OTC Trading

I once had a single OTC transaction sit unreconciled overnight — $5 million USD equivalent, USDT to IDR. The crypto leg was confirmed on-chain within minutes. Clean hash, right wallet, right amount. The fiat leg — the IDR that was supposed to hit our bank account the same day — didn’t arrive.

That IDR was earmarked as a capital injection. A regulatory requirement from OJK, Indonesia’s financial services authority. We had a deadline.

It wasn’t failed. It wasn’t cancelled. It was just — not there yet. Somewhere between the market maker, the correspondent bank, and the settlement window, the fiat leg was still in transit. And I had no system to tell me exactly where, or when to expect it.
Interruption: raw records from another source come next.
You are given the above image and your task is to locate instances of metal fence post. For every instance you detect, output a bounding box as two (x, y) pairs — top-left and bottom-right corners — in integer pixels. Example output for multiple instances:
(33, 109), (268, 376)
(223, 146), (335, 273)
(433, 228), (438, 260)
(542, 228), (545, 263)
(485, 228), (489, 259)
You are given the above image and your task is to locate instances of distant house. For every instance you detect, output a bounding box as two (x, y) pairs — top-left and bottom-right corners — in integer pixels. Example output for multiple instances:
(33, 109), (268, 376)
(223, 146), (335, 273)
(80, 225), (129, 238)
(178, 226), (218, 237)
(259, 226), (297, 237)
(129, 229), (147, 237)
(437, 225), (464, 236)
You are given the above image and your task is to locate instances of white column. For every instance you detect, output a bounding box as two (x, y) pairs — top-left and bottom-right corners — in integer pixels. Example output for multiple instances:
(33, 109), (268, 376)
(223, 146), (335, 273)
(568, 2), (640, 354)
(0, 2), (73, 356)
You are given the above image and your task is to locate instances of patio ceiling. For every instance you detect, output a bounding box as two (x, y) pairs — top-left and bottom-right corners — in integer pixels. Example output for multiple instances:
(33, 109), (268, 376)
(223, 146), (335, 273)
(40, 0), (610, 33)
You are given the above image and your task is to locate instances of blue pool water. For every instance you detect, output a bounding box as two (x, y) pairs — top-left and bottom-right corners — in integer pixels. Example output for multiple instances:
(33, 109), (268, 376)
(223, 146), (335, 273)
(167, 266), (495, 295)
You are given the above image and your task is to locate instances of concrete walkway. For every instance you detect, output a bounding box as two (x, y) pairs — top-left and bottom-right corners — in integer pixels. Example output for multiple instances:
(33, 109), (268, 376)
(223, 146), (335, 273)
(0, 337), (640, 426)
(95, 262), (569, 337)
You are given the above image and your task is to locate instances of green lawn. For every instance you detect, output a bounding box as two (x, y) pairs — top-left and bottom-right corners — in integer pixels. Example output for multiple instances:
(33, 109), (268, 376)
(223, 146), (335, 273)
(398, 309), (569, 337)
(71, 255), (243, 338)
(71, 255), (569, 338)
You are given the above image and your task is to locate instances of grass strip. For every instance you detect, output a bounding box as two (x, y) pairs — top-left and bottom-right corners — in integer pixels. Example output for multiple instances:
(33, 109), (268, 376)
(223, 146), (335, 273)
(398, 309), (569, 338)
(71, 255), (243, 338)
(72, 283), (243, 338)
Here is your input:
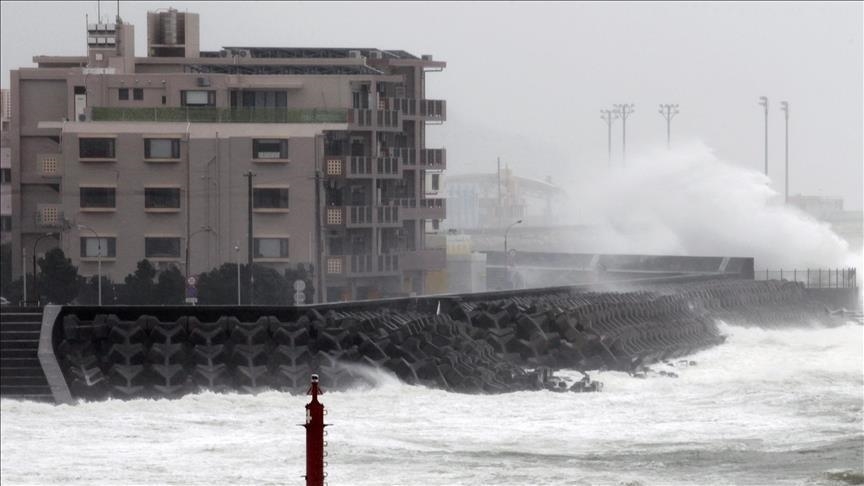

That night I learned something that doesn’t show up in any treasury textbook: in OTC crypto settlement, confirmed does not mean settled. The blockchain will tell you the crypto moved. It will not tell you whether the IDR landed. Those are two different systems, two different timelines — and in the gap between them lives every reconciliation problem worth solving.


// The problem

OTC crypto desks look simple from the outside. A client wants to buy USDT. You source it from a market maker, mark it up, deliver it to the client’s wallet, collect the IDR. Margin captured. Move on.

The reality is four moving parts that don’t talk to each other.

Banks operate on hard cut-off windows that have nothing to do with crypto market hours. In Indonesia, large IDR transfers — anything above IDR 250 million — are processed through BI-FAST or RTGS only between 8am and 2pm UTC+8. A transfer initiated at 2:10pm does not arrive today. It arrives tomorrow morning. Miss the window by ten minutes on a $1 million transaction and your settlement is a day late regardless of what the blockchain says.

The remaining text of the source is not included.